Here, we might expect him to focus on power or cruelty, given the crowd’s bloodlust for the poor elephant and the imperial setting of the ‘story’. And in a strange way, power is the subject of Orwell’s essay. But he comes at it from a surprising angle: the idea of laughter and humiliation. It doesn’t matter how powerful the white man thinks he is, or how firmly he rules over the ‘natives’: they are many and the white man is small in number.

And once you have a crowd of Burmese people and just one white British man, you effectively have an audience which has a peculiar kind of power: the power to make the white man feel small by laughing at his cowardice or foolishness.

‘But I did not want to shoot the elephant. I watched him beating his bunch of grass against his knees, with that preoccupied grandmotherly air that elephants have.’
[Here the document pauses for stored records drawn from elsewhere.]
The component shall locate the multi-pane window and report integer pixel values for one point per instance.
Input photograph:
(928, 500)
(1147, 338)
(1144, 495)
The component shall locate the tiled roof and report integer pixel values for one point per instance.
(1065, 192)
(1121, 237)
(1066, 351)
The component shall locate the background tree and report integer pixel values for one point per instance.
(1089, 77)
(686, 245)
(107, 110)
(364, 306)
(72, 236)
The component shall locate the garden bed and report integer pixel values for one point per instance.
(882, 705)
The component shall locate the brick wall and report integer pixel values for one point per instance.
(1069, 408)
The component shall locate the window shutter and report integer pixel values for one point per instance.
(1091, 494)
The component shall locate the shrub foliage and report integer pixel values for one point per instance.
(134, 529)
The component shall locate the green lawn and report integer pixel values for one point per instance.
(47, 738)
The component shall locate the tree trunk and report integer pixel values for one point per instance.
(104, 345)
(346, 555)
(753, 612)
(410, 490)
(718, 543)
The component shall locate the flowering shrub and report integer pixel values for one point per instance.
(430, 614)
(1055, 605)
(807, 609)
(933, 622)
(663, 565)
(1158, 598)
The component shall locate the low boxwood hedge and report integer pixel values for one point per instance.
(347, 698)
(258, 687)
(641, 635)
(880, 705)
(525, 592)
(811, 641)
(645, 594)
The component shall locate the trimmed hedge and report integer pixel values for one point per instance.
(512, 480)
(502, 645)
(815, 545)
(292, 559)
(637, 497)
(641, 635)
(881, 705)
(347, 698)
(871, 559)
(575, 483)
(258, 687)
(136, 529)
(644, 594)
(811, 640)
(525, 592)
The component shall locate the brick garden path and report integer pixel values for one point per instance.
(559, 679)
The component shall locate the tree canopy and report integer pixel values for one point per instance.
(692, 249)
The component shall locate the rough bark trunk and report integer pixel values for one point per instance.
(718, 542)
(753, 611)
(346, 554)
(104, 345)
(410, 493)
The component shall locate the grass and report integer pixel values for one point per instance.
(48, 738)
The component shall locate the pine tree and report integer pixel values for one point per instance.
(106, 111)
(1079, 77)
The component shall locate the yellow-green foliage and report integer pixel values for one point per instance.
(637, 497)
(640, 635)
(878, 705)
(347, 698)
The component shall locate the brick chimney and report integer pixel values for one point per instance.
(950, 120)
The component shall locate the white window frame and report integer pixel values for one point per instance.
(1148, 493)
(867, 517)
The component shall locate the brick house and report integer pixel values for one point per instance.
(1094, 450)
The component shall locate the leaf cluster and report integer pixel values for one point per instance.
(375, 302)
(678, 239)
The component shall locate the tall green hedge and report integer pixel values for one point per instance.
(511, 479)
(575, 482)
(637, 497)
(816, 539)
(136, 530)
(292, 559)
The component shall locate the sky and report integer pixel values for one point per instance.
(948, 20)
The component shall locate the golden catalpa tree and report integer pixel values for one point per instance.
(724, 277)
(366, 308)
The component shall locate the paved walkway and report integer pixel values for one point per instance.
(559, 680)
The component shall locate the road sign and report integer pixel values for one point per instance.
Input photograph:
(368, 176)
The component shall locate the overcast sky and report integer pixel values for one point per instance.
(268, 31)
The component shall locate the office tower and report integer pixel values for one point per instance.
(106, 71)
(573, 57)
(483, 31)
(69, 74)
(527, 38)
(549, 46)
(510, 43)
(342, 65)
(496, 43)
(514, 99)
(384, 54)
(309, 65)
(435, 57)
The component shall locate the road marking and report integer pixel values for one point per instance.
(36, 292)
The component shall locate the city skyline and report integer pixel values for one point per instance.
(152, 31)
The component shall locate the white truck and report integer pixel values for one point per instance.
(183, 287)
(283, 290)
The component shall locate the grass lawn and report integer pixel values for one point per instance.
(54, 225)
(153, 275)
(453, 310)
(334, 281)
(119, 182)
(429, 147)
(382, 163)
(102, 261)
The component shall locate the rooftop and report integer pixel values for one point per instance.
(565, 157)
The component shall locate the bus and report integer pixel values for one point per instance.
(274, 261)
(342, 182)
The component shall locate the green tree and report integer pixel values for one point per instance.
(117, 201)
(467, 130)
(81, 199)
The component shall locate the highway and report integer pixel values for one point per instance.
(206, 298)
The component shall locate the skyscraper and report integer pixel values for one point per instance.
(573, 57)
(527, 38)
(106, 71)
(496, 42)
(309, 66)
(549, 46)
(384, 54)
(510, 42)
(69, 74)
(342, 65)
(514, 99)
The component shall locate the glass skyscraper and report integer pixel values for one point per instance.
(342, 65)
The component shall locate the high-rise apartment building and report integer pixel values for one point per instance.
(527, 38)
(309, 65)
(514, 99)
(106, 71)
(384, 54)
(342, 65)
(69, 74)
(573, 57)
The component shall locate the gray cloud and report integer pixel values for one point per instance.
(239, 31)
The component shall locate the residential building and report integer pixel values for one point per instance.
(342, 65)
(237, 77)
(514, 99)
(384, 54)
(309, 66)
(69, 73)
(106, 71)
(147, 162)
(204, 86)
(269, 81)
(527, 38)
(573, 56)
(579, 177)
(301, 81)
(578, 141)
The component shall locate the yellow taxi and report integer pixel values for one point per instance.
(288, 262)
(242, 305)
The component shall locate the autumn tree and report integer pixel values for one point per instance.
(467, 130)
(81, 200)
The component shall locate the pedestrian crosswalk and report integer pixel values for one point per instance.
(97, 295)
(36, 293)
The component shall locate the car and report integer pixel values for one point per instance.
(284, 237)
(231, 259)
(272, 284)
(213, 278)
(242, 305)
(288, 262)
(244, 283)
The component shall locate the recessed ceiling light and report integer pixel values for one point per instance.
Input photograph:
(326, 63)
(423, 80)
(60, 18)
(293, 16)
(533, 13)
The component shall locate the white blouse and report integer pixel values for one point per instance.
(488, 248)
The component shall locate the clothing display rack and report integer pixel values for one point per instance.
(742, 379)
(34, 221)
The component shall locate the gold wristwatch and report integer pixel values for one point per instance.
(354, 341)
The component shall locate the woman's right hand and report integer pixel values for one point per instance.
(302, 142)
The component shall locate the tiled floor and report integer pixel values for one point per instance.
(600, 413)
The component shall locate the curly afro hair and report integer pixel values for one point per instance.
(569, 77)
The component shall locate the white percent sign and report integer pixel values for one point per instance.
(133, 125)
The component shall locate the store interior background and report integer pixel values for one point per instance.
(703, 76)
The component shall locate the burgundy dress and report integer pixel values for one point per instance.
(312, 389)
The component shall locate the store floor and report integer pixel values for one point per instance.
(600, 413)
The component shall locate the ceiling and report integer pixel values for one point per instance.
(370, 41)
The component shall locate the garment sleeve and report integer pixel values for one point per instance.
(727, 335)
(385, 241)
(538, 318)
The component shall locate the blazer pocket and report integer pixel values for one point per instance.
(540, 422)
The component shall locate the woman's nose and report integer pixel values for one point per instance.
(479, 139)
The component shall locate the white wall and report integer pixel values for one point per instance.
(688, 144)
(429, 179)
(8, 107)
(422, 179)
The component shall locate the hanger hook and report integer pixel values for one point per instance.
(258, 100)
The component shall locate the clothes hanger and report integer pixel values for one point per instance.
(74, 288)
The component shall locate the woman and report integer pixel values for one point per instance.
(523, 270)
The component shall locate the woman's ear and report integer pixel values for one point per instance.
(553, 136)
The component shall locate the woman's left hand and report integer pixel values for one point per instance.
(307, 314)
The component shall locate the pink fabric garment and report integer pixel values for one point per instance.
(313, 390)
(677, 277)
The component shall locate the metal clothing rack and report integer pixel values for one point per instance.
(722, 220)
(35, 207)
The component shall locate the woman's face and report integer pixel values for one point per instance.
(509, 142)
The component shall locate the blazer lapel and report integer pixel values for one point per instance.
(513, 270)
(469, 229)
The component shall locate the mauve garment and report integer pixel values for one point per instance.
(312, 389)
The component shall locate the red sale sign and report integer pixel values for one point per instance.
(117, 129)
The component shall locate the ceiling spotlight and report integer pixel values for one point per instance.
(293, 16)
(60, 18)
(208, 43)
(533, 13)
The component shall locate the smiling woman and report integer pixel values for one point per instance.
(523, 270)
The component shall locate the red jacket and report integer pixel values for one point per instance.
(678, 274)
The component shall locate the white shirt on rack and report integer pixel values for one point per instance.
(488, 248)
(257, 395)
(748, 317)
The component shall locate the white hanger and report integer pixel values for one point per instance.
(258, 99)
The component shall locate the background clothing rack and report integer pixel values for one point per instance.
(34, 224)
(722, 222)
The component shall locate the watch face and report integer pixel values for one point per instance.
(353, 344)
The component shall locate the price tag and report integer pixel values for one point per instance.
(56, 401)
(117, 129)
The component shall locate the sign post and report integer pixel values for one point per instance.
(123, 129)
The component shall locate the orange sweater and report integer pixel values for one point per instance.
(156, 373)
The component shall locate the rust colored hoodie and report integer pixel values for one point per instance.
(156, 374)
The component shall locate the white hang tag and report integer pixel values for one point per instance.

Note here how Orwell ‘humanises’ the elephant. This quotation is especially relevant when contrasted with the ‘machinery’ comment quoted above: to the Burmese people, the elephant is a powerful tool, a means of conveying goods or of getting from one place to another, similar to a car in the wealthy West.

But for Orwell, the elephant seems kindly and gentle, even slightly pathetic. He wants us not only to have sympathy for the elephant itself, and not just for himself either, but for the situation: the elephant in that moment does not deserve to die, and Orwell does not want to kill it, and this difficult situation would not have arisen if the British Raj did not exist.

‘I often wondered whether any of the others grasped that I had done it solely to avoid looking a fool.’

What better place to conclude this pick of the most important quotations from ‘Shooting an Elephant’ than with the closing words of the essay? Orwell confesses that fear of being laughed at – to call back to the earlier quotation cited above – was not only his main reason but in fact his sole motivation for shooting the elephant: something he did not want to do, for a range of reasons, both moral and pragmatic or financial.

But he was forced to, because imperialism makes the white man perform in a certain way for those he is ‘in charge’ of. Although Orwell’s anecdote is focused on a very small and isolated incident, he has shone a light on an unpleasant but less frequently recognised aspect of imperialism: humiliation, and the fear of it, which can shift the power balance between imperial ruler and subject.